Tyler Quintin is currently a Long-Term Resident at the Red Lodge Clay Center. Prior to this, he was a long-term artist in residence at the Arrowmont School of Arts and Crafts in Gatlinburg, TN, he completed residencies at the Morean Center for Clay in St. Petersburg, FL and the Haystack Mountain School of Craft in Deer Isle, MN. Tyler received a BFA from Washburn University in 2016 on a full tuition merit scholarship. This opportunity afforded him the facilities to explore work across a variety of mediums, which eventually led to a transition from drawing to ceramics. Tyler’s work has been exhibited in numerous national and international exhibitions, including venues such as the Archie Bray Foundation for the Ceramic Arts (Helena, MT), the San Angelo Museum of Art (San Angelo, TX), and the Lancaster Museum of Art (Lancaster, PA). Tyler was a presenter for the international online ceramics conference, The Ceramics Congress. His work is featured in the permanent collections of the Mulvane Art Museum (Topeka, KS) and the San Angelo Museum of Art.

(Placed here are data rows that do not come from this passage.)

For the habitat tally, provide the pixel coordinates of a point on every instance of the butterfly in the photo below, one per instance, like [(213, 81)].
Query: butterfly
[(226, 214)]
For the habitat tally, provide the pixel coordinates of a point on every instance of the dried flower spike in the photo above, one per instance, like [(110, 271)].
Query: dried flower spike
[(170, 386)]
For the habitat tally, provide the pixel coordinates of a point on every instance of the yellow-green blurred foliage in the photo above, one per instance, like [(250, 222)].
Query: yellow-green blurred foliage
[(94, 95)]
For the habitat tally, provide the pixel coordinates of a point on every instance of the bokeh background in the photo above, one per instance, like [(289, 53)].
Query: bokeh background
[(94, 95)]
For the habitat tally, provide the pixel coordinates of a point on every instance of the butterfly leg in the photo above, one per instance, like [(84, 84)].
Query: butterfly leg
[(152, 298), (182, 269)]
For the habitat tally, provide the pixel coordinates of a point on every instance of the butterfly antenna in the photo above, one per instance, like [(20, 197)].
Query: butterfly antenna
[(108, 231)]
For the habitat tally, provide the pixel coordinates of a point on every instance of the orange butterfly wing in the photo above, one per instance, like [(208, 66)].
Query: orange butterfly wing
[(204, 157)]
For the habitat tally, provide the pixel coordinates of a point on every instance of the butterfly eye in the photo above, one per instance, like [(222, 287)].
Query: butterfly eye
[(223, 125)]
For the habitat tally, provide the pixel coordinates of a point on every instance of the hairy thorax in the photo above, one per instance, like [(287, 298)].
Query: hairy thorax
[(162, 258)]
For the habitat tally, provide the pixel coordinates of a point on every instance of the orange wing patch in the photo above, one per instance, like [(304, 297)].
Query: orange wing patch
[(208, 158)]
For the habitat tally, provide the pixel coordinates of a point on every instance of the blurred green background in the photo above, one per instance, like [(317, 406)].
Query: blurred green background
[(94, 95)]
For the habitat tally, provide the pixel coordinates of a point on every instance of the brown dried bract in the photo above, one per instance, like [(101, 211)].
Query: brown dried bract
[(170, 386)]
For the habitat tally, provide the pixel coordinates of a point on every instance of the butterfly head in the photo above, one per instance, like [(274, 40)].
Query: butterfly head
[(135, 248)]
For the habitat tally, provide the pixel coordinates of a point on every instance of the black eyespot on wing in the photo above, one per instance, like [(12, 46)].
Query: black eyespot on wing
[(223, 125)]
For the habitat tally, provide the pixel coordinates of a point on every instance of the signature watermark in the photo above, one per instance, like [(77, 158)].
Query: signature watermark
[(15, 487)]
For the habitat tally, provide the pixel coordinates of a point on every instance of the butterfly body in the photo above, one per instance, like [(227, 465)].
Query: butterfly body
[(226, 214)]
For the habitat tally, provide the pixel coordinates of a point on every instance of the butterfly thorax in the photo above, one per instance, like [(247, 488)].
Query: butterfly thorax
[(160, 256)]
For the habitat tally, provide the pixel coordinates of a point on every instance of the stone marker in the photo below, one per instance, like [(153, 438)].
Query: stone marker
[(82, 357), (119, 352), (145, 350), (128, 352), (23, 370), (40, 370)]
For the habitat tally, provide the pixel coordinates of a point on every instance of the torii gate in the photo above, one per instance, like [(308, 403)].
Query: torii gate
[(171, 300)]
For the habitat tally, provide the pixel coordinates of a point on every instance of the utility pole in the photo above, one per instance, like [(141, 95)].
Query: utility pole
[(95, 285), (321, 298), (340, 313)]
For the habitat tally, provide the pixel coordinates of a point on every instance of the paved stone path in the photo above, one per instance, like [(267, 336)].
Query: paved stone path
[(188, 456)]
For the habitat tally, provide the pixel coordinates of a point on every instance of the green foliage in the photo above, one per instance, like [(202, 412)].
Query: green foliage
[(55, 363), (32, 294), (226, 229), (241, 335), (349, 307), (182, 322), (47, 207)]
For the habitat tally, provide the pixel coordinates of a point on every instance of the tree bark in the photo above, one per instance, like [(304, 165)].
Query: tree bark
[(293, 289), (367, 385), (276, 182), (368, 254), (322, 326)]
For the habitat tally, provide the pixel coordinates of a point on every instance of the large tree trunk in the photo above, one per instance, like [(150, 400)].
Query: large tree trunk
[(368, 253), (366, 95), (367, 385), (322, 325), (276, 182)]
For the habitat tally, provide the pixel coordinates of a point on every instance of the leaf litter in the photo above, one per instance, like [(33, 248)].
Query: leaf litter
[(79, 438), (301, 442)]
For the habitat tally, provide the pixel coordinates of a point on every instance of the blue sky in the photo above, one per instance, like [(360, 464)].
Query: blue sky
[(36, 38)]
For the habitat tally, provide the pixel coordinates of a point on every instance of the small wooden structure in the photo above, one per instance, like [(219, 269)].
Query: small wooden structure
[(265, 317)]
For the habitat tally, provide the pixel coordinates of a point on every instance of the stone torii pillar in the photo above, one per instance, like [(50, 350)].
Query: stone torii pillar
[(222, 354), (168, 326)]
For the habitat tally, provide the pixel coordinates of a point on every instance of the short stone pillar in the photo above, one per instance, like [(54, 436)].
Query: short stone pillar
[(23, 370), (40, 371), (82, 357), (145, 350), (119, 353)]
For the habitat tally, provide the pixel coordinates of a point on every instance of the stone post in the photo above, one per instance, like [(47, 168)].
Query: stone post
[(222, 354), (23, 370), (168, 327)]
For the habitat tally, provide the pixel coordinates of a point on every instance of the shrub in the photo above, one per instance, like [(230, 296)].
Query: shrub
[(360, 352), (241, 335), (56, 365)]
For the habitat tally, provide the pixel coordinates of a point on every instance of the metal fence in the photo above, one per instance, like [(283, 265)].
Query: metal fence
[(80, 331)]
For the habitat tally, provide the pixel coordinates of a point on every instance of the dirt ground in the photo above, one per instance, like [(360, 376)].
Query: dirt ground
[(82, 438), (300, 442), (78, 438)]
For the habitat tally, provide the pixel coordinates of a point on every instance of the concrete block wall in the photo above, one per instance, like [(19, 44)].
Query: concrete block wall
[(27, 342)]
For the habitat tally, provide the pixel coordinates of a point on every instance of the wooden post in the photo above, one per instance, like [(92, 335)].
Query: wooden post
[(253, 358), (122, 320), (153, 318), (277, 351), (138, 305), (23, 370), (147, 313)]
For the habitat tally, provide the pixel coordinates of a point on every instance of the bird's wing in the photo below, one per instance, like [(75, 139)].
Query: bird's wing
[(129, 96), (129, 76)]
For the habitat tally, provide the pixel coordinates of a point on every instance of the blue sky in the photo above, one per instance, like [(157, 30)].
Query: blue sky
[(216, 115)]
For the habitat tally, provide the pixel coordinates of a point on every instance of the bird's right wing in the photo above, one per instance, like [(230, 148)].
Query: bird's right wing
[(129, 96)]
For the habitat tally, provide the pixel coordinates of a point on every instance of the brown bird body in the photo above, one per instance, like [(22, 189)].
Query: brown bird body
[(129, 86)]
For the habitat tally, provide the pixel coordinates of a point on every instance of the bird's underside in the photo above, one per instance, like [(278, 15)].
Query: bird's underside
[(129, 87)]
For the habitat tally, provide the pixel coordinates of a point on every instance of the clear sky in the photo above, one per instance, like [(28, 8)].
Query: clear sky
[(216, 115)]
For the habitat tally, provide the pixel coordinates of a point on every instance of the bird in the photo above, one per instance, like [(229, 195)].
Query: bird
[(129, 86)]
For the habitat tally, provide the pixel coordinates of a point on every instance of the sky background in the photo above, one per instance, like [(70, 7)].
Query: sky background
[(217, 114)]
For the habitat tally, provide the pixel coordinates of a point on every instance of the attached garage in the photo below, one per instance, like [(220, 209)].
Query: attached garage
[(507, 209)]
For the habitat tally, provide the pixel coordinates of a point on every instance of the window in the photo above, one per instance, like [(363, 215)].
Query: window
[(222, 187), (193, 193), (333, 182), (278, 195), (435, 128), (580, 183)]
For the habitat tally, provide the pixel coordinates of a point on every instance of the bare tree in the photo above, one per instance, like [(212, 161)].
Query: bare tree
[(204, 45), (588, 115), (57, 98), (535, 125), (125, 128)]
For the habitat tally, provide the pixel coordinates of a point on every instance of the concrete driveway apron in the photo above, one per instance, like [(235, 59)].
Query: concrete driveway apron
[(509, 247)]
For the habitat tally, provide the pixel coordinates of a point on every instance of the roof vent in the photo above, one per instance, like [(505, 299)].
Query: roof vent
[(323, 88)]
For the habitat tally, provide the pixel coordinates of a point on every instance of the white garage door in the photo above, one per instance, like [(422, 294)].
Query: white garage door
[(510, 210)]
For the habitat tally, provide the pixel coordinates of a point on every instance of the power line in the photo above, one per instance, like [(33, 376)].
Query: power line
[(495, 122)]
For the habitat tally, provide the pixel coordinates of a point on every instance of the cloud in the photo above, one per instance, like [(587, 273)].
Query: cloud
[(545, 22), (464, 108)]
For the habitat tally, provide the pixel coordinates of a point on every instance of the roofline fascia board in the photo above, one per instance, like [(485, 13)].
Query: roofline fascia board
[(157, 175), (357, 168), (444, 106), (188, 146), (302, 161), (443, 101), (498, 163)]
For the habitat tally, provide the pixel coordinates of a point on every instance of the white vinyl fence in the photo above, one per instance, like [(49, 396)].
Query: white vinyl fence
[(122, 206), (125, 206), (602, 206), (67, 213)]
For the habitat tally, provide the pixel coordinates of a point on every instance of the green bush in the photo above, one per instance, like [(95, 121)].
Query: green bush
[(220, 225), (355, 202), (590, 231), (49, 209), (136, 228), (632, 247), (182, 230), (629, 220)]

My work explores the internet’s role in both navigating and understanding my mixed race, Korean-American identity and my queer identity. I was raised in the midwest with a culturally white-American upbringing; my physical features being the only ties to my East-Asian descent. Clay is my primary medium because it is the first material where I was taught something with historical ties to my Korean heritage.

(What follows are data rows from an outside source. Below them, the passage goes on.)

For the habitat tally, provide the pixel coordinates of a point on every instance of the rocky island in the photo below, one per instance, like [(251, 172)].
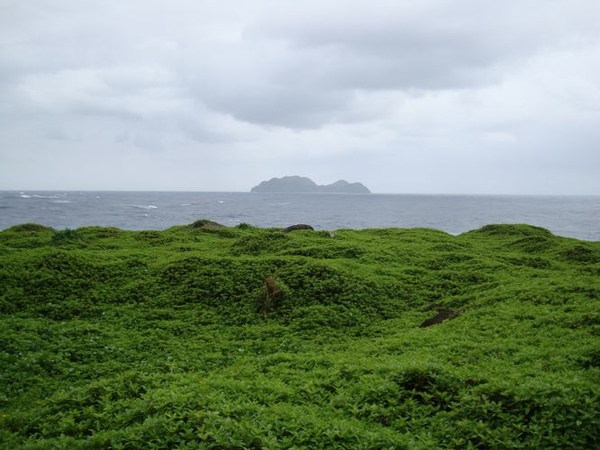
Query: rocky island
[(299, 184)]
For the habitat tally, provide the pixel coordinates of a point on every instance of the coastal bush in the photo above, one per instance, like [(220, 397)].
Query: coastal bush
[(142, 339)]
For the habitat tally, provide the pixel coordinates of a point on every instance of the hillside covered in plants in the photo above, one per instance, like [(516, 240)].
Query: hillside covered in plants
[(203, 336)]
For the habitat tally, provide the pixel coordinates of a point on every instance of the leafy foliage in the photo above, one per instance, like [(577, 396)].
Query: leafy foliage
[(172, 339)]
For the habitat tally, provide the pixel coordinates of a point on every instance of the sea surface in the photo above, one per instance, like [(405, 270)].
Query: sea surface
[(571, 216)]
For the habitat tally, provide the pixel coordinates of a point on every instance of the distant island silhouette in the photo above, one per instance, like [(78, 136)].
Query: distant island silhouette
[(303, 184)]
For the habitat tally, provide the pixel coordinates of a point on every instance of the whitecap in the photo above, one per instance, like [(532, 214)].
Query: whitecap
[(144, 207)]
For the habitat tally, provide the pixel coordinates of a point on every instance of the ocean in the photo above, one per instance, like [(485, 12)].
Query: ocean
[(570, 216)]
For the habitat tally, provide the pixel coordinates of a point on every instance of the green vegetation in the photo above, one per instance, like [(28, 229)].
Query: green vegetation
[(205, 336)]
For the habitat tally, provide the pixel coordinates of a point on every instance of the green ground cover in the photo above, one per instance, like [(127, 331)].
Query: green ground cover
[(167, 339)]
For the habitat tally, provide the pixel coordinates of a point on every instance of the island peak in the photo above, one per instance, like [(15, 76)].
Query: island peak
[(298, 184)]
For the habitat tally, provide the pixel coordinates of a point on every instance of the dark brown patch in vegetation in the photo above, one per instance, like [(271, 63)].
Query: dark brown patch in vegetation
[(205, 223), (444, 314), (271, 296), (300, 226), (30, 227)]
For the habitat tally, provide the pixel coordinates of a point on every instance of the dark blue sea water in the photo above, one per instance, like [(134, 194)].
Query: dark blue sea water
[(577, 217)]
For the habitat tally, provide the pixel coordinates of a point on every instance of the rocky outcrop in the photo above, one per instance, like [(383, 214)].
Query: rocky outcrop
[(303, 184)]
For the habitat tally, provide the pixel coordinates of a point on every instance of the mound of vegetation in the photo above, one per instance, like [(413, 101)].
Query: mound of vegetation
[(205, 336)]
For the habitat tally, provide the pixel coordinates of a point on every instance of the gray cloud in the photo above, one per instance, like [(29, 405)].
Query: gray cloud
[(433, 96)]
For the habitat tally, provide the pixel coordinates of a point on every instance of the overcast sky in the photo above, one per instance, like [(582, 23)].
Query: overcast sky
[(405, 96)]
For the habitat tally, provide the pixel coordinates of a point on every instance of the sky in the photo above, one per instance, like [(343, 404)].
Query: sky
[(405, 96)]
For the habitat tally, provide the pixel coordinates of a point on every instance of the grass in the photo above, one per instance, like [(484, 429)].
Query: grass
[(169, 339)]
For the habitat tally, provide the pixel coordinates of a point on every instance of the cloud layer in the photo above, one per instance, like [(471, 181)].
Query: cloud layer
[(405, 96)]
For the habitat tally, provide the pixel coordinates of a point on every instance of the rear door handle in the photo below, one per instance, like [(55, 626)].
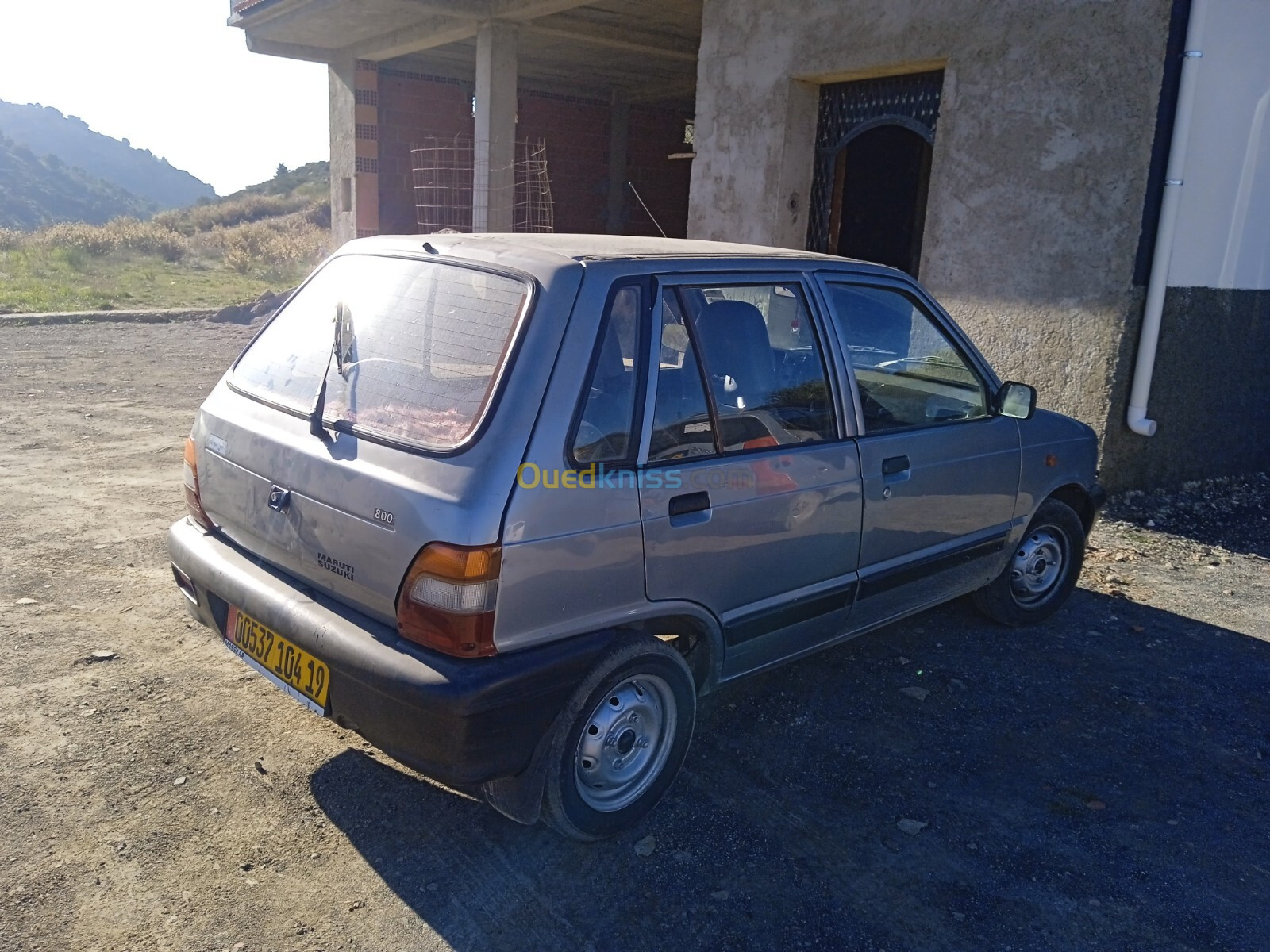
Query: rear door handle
[(690, 503), (895, 465)]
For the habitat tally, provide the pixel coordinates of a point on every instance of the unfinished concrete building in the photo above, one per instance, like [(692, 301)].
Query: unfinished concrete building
[(1022, 158)]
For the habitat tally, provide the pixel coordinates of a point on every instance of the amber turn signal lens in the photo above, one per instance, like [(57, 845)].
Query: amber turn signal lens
[(194, 503), (448, 600)]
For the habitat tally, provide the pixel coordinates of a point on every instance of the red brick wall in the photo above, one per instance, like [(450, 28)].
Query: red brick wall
[(662, 183), (577, 135), (413, 106)]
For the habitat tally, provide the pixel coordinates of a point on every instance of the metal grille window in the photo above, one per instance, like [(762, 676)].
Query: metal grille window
[(850, 108)]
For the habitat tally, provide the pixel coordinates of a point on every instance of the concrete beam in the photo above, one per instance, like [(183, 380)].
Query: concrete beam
[(521, 10), (425, 35), (290, 51), (495, 158), (442, 29), (647, 48)]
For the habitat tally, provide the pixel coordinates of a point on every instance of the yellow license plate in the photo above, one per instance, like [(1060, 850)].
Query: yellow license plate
[(283, 662)]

The internet fascinates me both in its ability to offer fast, immediate information, as well as its ability to foster space for online communities centered around different subcultures. On the one hand, a quick Google search allows me to research information about my cultural heritage; however, it is simply a glimpse, abstracted and divorced from lived experience. My online research, while important, facilitates no real sense of connection. But connection is the key component of online communities, where online platforms allow interactions between individuals from all over the world while providing safe spaces in which to explore queer identity. Often these spaces use abstraction intentionally, allowing people to explore their identities, interests, and sexualities anonymously through avatars and icons.

Taking visual inspiration from character icons, historical research, and the wire frame structures used in 3D modeling software, I fragment my vessels and figurative work. This rendering versus fragmentation communicates both the authenticity of online interactions and the knowledge gained from research, while acknowledging the gaps where something is missing.